June 27, 2012 at 06:11 PM · Lyndon, I'm not interested in spending another day correcting your misquotes relating to either Claudia Fritz or myself, or your misinformation regarding these tests.

If you want to waste everyone's time by running out the few remaining posts in this thread that way, have at it. I'll just warn everyone to take it with a huge grain of salt.

Got better things to do.

June 27, 2012 at 07:06 PM · On the other forum Lyndon mentioned, things got bad enough that one of the designers of the test registered there for the first time, and had this to say:

"Lyndon, for God's sake, could you read carefully the paper? Which data are you talking about??? I agree with David, it would be nice if your arguments were based on what I have actually said and done, and not on your fantasies about what I have said, done, or will say."

Lyndon, not only have I read the paper at least a dozen times, but I've spoken with the three major people involved in executing the test, one at great length. I'm quite certain that you don't have anything to teach me about it.

Frankly, some of your gyrations are a little embarrassing, since you seem to want to suggest an association with our profession.

June 27, 2012 at 07:10 PM ·

June 27, 2012 at 07:12 PM · What do professionals want in a violin?

Permit this non-professional to list the following qualities in descending order of importance for my purposes:

1) Response/sensitivity to the bow

2) Balance across the strings

3) Sound, (this I would say is more subjective to the player and objective to the listener)to include richness, depth, warmth, fullness, openness, clarity, good resonance

4) Power/Loudness in decibels

The maker, appearance and physical condition of the instrument would be answered in another question.

June 27, 2012 at 07:19 PM · Lyndon, you wrote "now we have a very vocal minority trying to convince us modern violins sound better"

There may be a minority that say 'modern violins sound better'. I am not one of those. Instead, I believe that some modern violins are better than old, some Chinese violins are better than Italian, some spirit varnish is better than oil, and so on...

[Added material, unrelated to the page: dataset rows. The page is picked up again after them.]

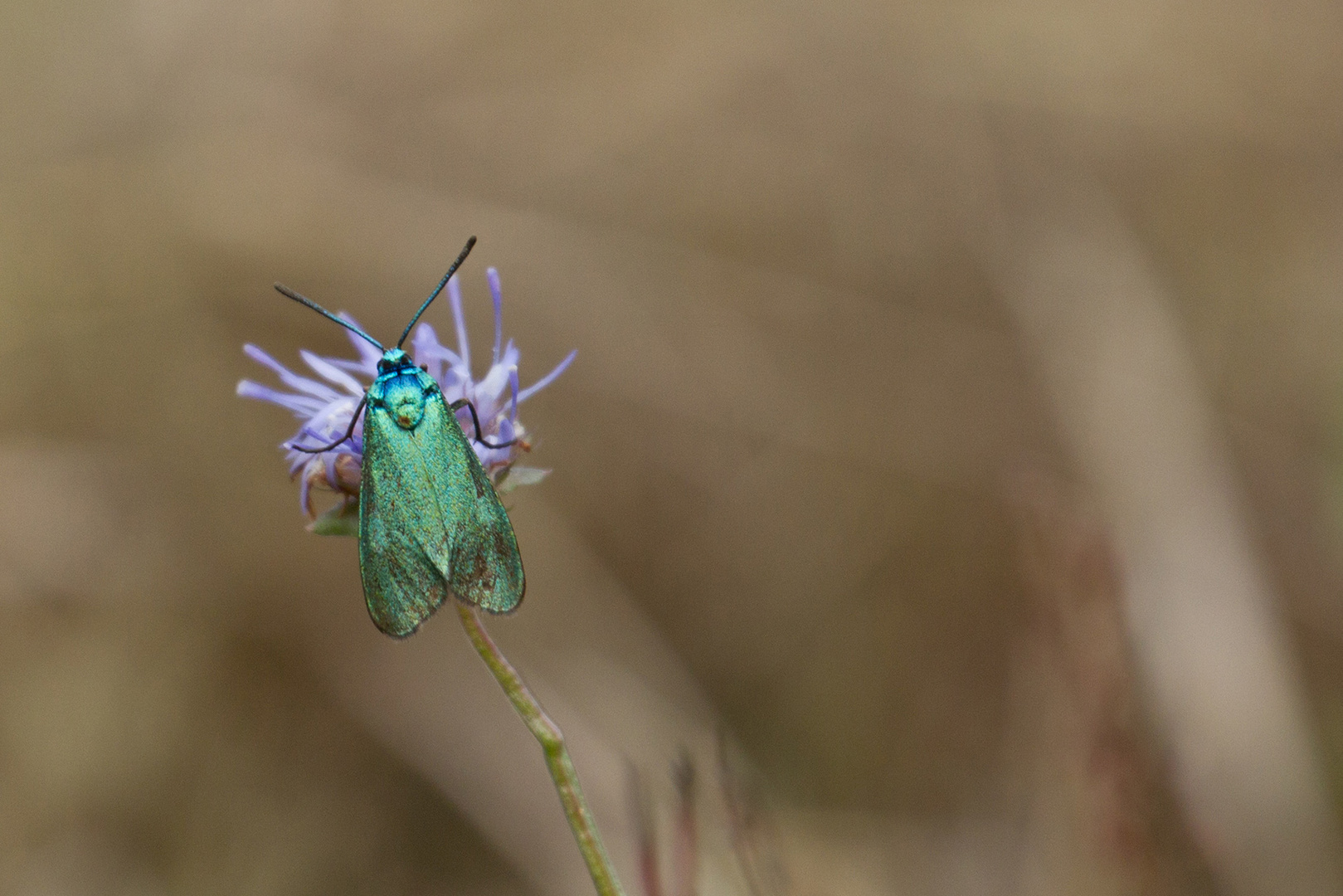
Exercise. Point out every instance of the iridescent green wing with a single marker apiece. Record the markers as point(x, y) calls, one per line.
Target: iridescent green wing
point(398, 512)
point(430, 523)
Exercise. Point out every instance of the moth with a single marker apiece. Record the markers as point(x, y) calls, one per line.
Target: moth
point(430, 523)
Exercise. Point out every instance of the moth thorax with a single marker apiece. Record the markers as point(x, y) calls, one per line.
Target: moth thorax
point(407, 407)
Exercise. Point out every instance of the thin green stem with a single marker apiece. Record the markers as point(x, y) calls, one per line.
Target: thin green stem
point(557, 754)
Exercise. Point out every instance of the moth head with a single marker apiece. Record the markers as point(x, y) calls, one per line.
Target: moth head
point(394, 359)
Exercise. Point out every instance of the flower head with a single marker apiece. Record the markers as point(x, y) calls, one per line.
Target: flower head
point(325, 406)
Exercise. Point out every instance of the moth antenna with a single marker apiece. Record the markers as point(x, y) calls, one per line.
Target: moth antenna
point(460, 403)
point(436, 289)
point(349, 433)
point(285, 290)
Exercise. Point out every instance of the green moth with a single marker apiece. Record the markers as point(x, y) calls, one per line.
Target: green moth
point(430, 523)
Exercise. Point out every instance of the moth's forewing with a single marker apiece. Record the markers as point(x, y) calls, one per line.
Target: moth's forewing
point(485, 567)
point(397, 507)
point(430, 523)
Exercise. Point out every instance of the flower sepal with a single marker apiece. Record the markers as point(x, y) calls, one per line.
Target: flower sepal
point(342, 519)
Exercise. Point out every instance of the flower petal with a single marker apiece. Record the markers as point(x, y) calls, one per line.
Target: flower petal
point(290, 379)
point(299, 405)
point(549, 377)
point(497, 297)
point(332, 373)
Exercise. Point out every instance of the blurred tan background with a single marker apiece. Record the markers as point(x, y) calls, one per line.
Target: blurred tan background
point(946, 496)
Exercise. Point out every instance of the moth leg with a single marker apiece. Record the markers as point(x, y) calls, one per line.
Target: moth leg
point(460, 403)
point(348, 433)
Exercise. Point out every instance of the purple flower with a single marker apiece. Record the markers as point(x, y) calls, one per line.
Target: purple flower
point(325, 407)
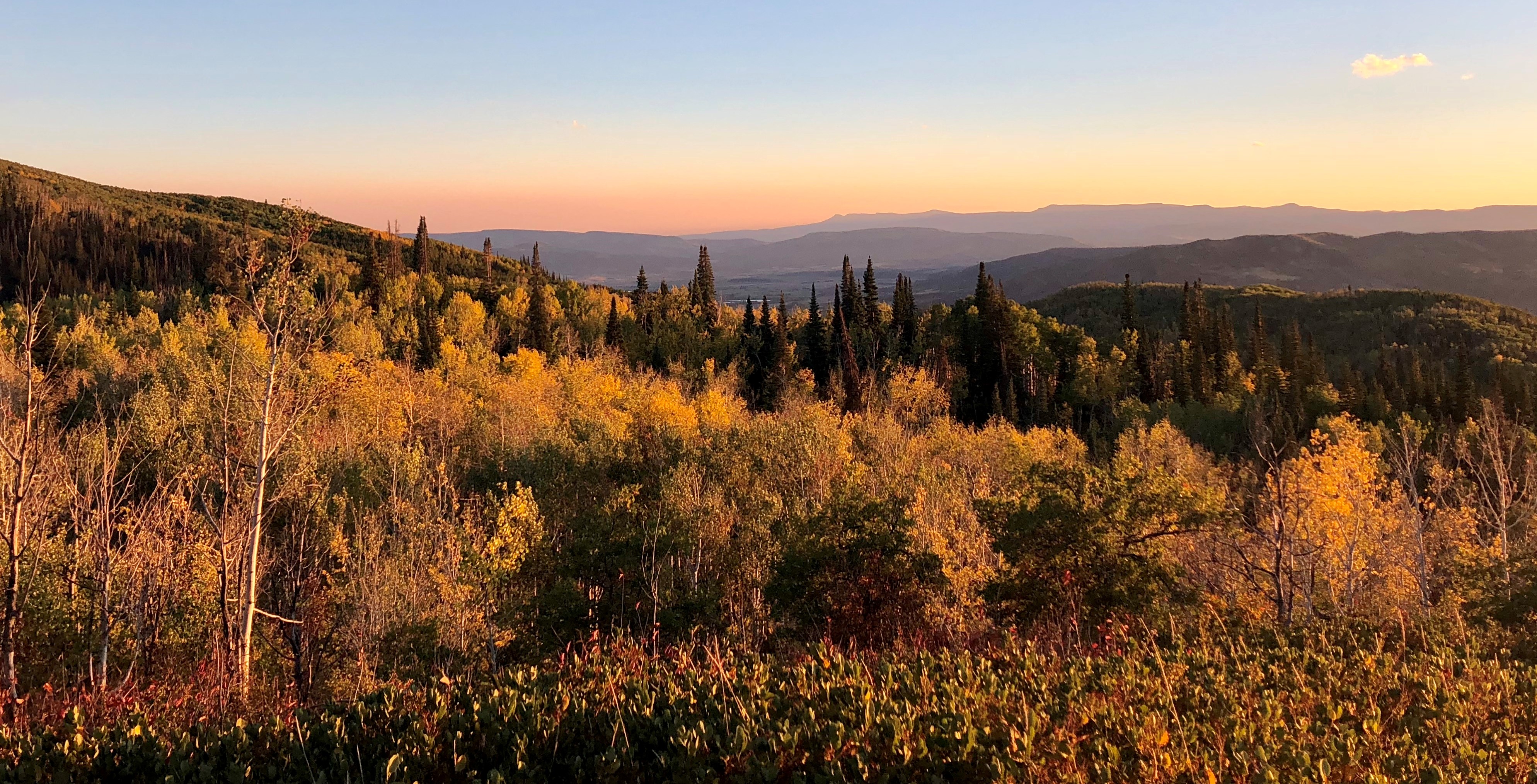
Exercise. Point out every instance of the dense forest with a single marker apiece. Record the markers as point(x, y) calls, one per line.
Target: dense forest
point(288, 499)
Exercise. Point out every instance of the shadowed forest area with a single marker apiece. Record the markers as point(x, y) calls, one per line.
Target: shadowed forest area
point(293, 500)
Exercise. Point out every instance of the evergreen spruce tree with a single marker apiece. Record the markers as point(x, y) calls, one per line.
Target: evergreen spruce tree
point(814, 345)
point(904, 316)
point(987, 368)
point(538, 333)
point(854, 385)
point(872, 299)
point(850, 299)
point(641, 302)
point(1267, 374)
point(612, 336)
point(429, 334)
point(371, 279)
point(1149, 388)
point(1183, 372)
point(702, 291)
point(1143, 357)
point(1129, 308)
point(422, 248)
point(783, 320)
point(1200, 360)
point(394, 267)
point(1227, 353)
point(838, 313)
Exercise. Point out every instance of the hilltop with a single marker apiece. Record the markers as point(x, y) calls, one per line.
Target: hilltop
point(1137, 225)
point(1499, 267)
point(102, 237)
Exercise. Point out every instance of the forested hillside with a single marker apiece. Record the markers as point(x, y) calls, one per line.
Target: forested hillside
point(1499, 267)
point(357, 508)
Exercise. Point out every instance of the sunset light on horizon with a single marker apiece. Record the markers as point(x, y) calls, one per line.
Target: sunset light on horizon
point(704, 117)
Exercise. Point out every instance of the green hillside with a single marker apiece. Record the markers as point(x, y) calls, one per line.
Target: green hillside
point(97, 237)
point(1348, 323)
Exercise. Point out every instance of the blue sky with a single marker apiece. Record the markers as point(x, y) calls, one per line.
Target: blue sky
point(707, 116)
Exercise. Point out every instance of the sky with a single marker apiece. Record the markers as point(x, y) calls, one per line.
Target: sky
point(692, 117)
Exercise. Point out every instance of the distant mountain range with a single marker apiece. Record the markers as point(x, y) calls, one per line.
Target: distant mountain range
point(1137, 225)
point(187, 237)
point(1063, 240)
point(1499, 267)
point(614, 259)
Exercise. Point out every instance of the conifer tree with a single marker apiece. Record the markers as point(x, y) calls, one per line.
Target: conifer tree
point(783, 320)
point(422, 248)
point(1200, 360)
point(641, 302)
point(1227, 353)
point(540, 331)
point(1149, 388)
point(371, 274)
point(904, 316)
point(814, 345)
point(702, 291)
point(612, 336)
point(1129, 308)
point(772, 360)
point(1130, 325)
point(429, 334)
point(872, 299)
point(838, 313)
point(850, 299)
point(1264, 368)
point(394, 265)
point(854, 385)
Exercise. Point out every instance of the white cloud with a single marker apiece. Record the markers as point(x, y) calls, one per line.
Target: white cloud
point(1385, 67)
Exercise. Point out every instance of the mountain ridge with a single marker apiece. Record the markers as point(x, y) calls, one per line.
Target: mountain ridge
point(1159, 223)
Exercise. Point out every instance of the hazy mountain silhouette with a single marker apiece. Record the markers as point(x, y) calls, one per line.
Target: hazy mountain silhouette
point(1499, 267)
point(609, 257)
point(1138, 225)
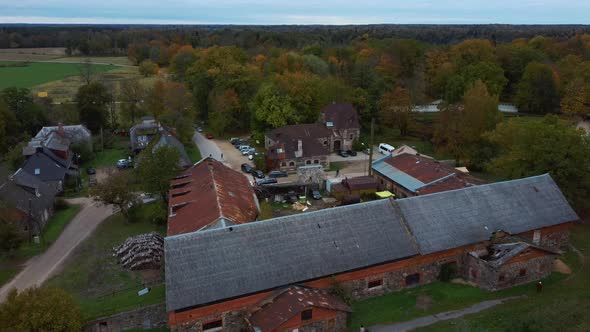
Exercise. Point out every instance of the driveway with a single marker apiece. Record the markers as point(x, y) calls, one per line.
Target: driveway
point(40, 268)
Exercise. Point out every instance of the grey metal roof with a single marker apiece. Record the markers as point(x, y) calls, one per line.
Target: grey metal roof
point(455, 218)
point(208, 266)
point(396, 175)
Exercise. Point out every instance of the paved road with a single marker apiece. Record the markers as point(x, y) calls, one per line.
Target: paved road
point(206, 146)
point(40, 268)
point(433, 319)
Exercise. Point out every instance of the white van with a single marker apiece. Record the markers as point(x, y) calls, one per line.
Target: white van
point(386, 149)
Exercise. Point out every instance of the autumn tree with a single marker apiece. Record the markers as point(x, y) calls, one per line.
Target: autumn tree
point(115, 190)
point(528, 148)
point(395, 108)
point(92, 101)
point(40, 309)
point(272, 109)
point(148, 68)
point(537, 90)
point(156, 169)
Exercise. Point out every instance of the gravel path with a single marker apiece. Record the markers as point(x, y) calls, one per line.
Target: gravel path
point(40, 268)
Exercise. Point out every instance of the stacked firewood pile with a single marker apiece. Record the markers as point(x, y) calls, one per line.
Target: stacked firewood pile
point(141, 252)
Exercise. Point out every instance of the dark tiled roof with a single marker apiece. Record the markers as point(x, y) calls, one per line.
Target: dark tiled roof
point(343, 116)
point(456, 218)
point(22, 187)
point(207, 193)
point(289, 302)
point(208, 266)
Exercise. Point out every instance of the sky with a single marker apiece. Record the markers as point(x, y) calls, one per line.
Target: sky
point(296, 11)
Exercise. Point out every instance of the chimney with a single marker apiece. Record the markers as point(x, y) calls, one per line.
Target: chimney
point(60, 129)
point(299, 152)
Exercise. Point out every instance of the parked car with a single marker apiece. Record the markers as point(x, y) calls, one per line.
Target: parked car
point(277, 174)
point(266, 181)
point(124, 163)
point(258, 173)
point(246, 168)
point(316, 194)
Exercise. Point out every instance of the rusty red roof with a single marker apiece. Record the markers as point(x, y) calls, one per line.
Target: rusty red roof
point(456, 182)
point(209, 193)
point(282, 305)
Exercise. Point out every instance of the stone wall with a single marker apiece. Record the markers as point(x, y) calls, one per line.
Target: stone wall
point(509, 275)
point(233, 321)
point(147, 317)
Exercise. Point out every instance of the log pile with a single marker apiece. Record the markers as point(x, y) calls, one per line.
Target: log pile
point(141, 252)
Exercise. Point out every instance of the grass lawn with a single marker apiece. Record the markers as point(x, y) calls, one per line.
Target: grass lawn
point(93, 276)
point(560, 294)
point(39, 73)
point(562, 306)
point(193, 152)
point(10, 266)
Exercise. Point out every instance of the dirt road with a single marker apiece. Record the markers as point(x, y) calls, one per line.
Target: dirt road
point(40, 268)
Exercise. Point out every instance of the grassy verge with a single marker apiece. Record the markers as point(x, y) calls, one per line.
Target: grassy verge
point(193, 152)
point(11, 266)
point(93, 276)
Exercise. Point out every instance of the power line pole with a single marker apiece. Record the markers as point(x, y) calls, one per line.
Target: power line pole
point(371, 146)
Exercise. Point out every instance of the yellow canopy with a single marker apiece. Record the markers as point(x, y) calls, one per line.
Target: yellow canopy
point(384, 194)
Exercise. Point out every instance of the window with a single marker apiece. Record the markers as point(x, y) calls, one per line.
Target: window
point(215, 325)
point(306, 314)
point(413, 279)
point(375, 283)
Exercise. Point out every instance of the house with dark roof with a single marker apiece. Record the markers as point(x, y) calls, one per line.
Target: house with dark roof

The point I am making is that, I feel that every violin should be tried as an individual and that sweeping statements about origin and age are neither scientific or logical.

It is clear to me, that professionals are looking for projection, clarity, and power in their instruments. I believe that sweet and warm violins do not have these qualities and are more suited to the amateur player. Not all agree.

It has been a most interesting discussion. I'm not sure anyone has changed their mind about what they believe in, but it is food for thought.